東の栄家、西の耀家、南の鱗家に北の斉家。ここ数代の王妃は全てこの四家の何れかの出身だった。
「凰架は権力にも寵愛にも興味がないと思います。それに、後宮の争いのような面倒ごとは嫌うでしょう。一度本人の意思を確認してから「くどい」
先ほどより数段冷たい目で玲烏は息子を睨みつけた。
「察しが悪いと今後苦労するぞ。私の娘の処遇は私が決める。お前に口を出す権利はない」
もちろん凰架にも。言葉にこそしなかった玲烏の本心を悟った紫鸞はひっそりと目を伏せる。
「失礼いたしました。少し頭に血が上っていたようです」
頭を下げて紫鸞は父の部屋を後にする。
長い廊下を歩き、梅の花の咲く庭に出ると井戸で水を汲み、頭から思い切り被った。
「私の娘ってなあ…」
紫鸞はそう呟くと大きく息を吸って、井戸の中に向かって叫んだ。
「てめえは種蒔いただけだろうが!手塩にかけて育てたのは俺だー!」
凰架の母親は凰架が五つの時に亡くなった。それから約十年の間、子供のことなど一切顧みない父親に代わって、文字を教え、礼儀作法を教え、唯一興味がありそうだった舞の教師を付け、風邪の時は手ずから看病し、好き嫌いを口やかましく注意して、立派に育ててきたのだ。

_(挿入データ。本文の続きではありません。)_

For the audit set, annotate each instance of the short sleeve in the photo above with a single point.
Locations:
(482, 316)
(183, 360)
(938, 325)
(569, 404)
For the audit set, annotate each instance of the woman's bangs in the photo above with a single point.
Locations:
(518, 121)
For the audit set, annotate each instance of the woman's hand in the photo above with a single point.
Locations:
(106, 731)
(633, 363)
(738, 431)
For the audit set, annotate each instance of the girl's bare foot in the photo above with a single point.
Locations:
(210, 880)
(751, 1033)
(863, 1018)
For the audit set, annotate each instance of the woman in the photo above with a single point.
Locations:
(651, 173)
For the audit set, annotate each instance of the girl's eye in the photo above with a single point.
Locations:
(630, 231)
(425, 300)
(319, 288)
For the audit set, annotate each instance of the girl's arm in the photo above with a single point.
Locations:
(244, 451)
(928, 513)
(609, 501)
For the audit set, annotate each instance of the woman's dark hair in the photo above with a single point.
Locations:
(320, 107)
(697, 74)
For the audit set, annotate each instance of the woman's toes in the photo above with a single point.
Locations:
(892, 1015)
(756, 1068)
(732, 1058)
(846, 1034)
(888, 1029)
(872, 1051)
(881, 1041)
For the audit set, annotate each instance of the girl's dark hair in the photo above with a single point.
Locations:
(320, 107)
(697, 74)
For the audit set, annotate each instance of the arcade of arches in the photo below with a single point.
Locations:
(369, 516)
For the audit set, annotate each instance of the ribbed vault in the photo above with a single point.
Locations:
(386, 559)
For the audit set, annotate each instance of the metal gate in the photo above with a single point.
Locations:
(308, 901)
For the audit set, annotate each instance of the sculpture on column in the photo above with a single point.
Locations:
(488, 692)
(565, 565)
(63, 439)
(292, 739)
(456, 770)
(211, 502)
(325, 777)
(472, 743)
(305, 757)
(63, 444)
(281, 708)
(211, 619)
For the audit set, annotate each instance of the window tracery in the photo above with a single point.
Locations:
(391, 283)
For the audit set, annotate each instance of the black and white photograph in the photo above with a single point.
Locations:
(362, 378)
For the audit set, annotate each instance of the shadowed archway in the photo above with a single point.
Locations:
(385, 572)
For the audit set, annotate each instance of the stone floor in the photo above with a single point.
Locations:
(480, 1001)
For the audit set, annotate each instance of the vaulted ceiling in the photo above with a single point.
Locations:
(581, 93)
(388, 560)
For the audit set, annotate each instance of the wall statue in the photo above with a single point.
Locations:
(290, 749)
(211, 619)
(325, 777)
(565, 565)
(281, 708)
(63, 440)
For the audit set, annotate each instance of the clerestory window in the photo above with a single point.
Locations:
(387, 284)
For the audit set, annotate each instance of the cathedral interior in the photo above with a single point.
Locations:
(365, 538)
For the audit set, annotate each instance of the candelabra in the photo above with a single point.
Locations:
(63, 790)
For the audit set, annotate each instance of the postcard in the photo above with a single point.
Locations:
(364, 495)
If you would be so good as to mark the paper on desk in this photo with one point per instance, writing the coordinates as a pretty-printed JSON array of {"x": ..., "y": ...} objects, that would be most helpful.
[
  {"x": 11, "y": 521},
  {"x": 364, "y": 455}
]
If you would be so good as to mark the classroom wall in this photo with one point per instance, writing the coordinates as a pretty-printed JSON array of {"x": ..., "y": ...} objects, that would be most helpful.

そんな娘同然の妹が、本人の意思も確認されずに、複数の妻を持つことが決まっている男のもとに送られようとしている。
紫鸞としては、凰架には互いに心から好きになった凰架のことを何よりも大切にしてくれる相手と幸せになって欲しかったのである。
「鸞兄、声屋敷中に響き渡ってるから。それあんまり意味ないよ」
後ろから少女にしてはやや低い落ち着いた声で告げられ、柴鸞は井戸から顔を上げた。
「屋敷中は大袈裟だろ」
「いや、下手したら外まで聞こえてるよ」
凰架の言葉が事実なら確実に父にも聞こえてるなと紫鸞は遠い目をする。
「父上に何か言われたの?」
「お前を選姫の儀に推薦したって」
凰架は嫌がる様子もなく「ふーん」とだけ返した。
「分かってるのか?舞姫になったら側妃にさせられるかもしれないんだぞ?そしたら後宮で大変な思いをするかもしれないんだ」
「選姫の儀に推薦しただけでしょ?舞姫になるって決まったわけでもないのに、その先の心配までしなくても」
凰架は呆れたように過保護な兄を見上げた。
「あのな、謙虚なのはいい事だけど、謙遜が過ぎると嫌味に聞こえるから気を付けるんだぞ」
困った子を見る目で紫鸞に見下ろされた凰架は意味が分からない様子で首を傾げたのだった。